Dhatuvardhani
- Arohanam: S R₃ G₃ M₂ P D₁ N₃ Ṡ
- Avarohanam: Ṡ N₃ D₁ P M₂ G₃ R₃ S

= Dhatuvardhani =

69th raga in the Melakarta

Dhatuvardhani (pronounced Dhātuvardhani) is a ragam in Carnatic music (musical scale of South Indian classical music). Dhatuvardhani is the 69th Melakarta rāgam in the 72 melakarta rāgam system of Carnatic music. It is called Dhautapanchamam in Muthuswami Dikshitar school of Carnatic music.

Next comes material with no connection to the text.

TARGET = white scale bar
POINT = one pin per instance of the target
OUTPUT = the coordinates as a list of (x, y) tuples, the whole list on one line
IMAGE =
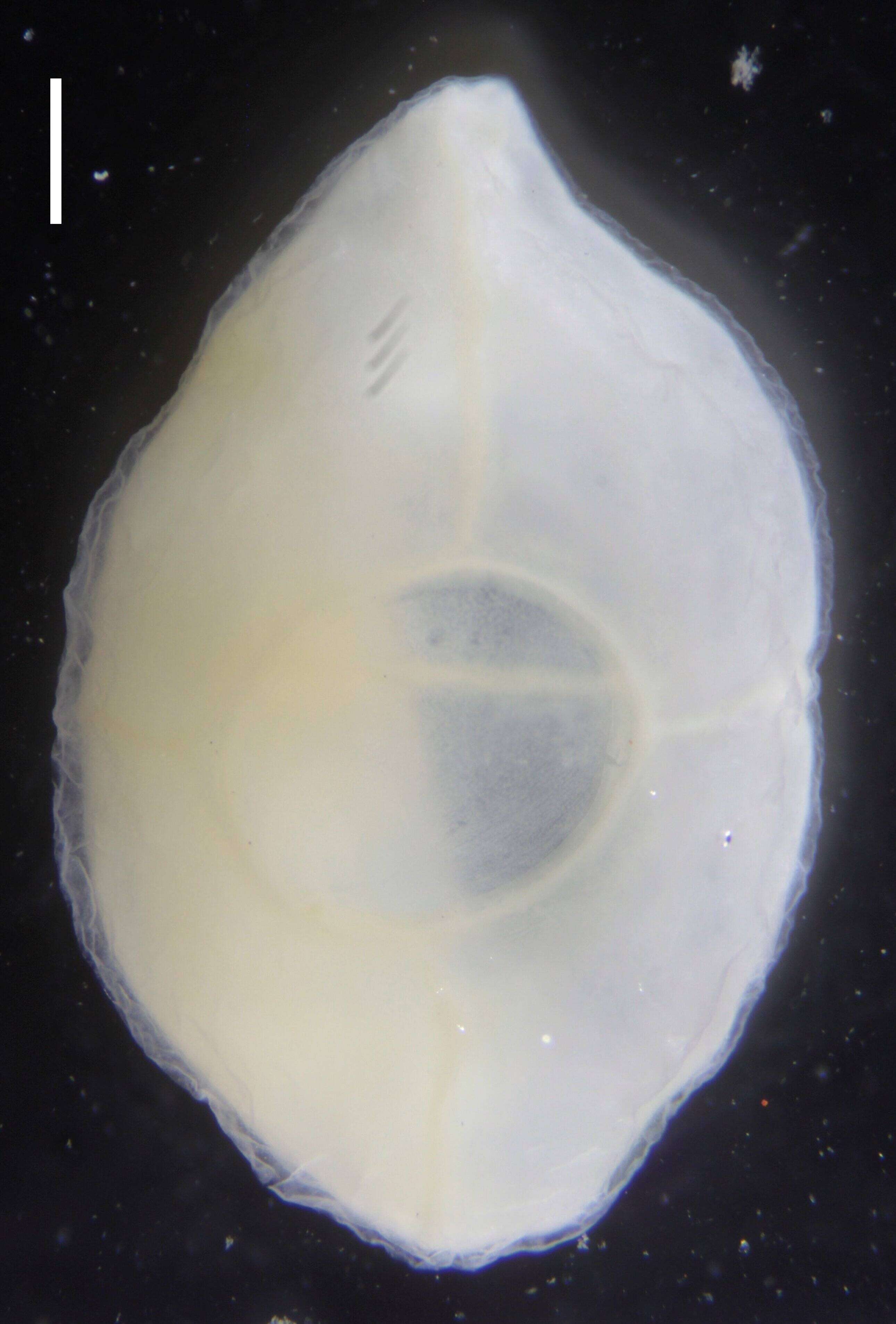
[(56, 151)]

==Structure and Lakshana==

Dhatuvardhani scale with Shadjam at C

Dhatuvardhani is the 3rd rāgam in the 12th chakra Aditya. The mnemonic name is Aditya-Go. The mnemonic phrase is sa ru gu mi pa dha nu. Dhatuvardhani's structure (ascending and descending scale) is as follows (see swaras in Carnatic music for details on below notation and terms):
The notes used in this scale are shatsruthi rishabham, antara gandharam, prati madhyamam, shuddha dhaivatham and kakali nishadham.

As Dhatuvardhani is a melakarta rāgam, by definition it is a sampurna rāgam (it has all 7 notes in ascending and descending scale). It is the prati madhyamam equivalent of Gangeyabhushani, which is the 33rd melakarta.